Iftekhar Hasan explores social capital in latest research
It’s a delicate balance between teaching and research for an eminent scholar. For Iftekhar Hasan, E. Gerald Corrigan Chair in International Business and Finance and co-director of the Center for Research in Contemporary Finance at the Gabelli School, juggling demanding commitments has lent a broader perspective to his work.
In between teaching, serving as scientific advisor at the Central Bank of Finland, and carrying out managing editor duties for the Journal of Financial Stability, he still makes time for new research. For example, teaching an investor relations course motivated him to further explore the value associated with investor relations and spurred a five-year study on U.S. IPO firms.
Hasan also has been studying how social capital, which is comprised of the secular norms and networks of people in a particular society, affects decision-making for individuals and for firms. What he’s found by looking at default data in the United States is that “borrowers in communities with greater social capital are significantly less likely to default on loans, even after adjusting for different levels of income and other characteristics such as credit scores.” At the company level, stronger social capital can even affect innovation, Hasan says, “by easing a firm’s access to external debt capital and by facilitating executives’ ability to contract for innovation with employees.”

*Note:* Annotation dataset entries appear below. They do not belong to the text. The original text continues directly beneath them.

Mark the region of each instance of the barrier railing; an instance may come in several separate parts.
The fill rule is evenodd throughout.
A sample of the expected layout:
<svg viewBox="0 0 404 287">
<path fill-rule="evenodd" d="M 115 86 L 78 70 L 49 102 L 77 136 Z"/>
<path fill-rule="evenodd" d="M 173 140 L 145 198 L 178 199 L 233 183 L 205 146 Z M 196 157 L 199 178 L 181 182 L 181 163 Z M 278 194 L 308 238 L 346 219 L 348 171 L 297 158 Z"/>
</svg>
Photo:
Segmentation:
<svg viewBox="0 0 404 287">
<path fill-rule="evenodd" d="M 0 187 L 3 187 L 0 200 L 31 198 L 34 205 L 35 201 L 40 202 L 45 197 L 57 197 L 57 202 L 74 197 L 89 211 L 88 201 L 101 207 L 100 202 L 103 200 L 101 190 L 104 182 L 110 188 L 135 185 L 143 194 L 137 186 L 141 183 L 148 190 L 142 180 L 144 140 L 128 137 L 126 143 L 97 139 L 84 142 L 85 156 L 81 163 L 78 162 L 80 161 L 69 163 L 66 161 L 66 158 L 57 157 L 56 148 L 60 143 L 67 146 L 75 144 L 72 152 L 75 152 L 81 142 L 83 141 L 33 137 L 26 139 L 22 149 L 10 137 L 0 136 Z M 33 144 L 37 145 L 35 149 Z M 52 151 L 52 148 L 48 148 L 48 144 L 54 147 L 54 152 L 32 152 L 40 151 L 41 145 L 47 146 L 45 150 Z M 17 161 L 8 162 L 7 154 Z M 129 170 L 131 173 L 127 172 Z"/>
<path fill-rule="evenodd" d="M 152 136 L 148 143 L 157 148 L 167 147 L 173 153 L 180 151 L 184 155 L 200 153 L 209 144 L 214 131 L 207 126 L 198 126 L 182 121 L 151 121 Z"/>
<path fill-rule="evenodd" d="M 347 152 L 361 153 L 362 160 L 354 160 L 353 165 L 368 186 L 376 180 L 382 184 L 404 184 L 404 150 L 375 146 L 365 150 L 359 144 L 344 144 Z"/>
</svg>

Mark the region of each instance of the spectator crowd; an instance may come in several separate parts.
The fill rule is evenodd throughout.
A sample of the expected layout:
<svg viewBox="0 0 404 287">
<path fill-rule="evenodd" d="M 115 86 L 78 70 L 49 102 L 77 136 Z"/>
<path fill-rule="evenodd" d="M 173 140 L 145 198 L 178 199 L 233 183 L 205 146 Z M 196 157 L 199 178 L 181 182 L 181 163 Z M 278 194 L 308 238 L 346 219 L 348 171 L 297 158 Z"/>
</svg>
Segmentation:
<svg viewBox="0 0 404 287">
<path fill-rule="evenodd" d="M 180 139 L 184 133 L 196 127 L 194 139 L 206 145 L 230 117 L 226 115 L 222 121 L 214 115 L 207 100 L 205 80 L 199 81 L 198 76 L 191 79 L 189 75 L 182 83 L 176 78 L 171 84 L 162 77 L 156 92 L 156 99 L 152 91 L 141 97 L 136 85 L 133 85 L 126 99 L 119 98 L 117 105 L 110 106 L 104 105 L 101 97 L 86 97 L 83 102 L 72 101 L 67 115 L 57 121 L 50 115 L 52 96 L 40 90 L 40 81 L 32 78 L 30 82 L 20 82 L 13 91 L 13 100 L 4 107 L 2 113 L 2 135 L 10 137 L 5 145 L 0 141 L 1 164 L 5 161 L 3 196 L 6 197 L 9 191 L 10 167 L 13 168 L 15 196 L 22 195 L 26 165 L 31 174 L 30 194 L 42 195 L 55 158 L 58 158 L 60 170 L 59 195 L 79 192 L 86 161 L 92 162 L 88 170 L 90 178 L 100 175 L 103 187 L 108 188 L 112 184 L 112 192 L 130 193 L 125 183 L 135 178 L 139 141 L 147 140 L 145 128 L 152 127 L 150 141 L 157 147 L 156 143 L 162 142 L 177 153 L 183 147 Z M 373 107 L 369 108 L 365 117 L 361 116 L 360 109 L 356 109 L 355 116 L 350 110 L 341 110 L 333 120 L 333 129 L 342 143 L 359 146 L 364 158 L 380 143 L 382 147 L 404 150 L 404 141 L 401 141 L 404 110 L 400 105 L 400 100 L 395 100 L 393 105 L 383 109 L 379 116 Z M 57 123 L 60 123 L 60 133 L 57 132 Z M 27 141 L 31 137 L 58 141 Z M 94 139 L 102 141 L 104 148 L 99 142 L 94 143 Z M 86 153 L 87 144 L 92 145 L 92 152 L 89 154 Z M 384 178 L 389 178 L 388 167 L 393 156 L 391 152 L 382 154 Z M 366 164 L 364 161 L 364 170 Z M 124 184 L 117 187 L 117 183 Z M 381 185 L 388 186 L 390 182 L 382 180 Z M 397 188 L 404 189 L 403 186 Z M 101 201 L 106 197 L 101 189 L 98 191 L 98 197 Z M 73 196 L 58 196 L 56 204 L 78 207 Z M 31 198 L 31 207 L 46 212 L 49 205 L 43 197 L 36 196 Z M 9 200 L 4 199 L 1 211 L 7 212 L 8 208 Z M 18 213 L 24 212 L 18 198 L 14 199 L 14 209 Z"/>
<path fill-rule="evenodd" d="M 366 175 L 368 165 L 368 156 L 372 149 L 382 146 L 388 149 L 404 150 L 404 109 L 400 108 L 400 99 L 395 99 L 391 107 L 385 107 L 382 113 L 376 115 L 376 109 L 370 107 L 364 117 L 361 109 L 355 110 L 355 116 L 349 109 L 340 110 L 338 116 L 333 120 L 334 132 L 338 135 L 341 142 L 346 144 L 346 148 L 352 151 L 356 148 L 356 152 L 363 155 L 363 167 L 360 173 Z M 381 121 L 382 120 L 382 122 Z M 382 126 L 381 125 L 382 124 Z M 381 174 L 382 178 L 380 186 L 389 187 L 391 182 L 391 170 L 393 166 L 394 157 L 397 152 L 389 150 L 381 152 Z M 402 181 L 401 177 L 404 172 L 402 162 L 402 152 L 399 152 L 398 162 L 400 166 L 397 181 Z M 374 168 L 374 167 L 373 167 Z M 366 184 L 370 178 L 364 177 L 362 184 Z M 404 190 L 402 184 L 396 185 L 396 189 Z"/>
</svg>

Another current topic of investigation is the role of foreign ownership on the price informativeness of bank stocks. Based on a large sample of banks from 60 countries over 15 years, Hasan and co-researchers have uncovered findings that suggest foreign ownership significantly reduces bank opacity by promoting better corporate governance.
Adding to the more than 225 peer-reviewed articles he has published in finance, economics, accounting, and management journals, Hasan’s recent and forthcoming publications include: “Social Capital and Corporate Tax Avoidance,” in the Journal of Accounting Research (forthcoming); “Social Capital and Debt Contracting: Evidence from Bank Loans and Public Bonds,” in the Journal of Financial and Quantitative Analysis (forthcoming); “Relative Peer Quality and Firm Performance,” in the Journal of Financial Economics; “The Effect of Board Directors from Countries with Different Genetic Diversity Levels on Corporate Performance,” in Management Science; and “Urban Agglomeration and CEO Pay,” in the Journal of Financial and Quantitative Analysis.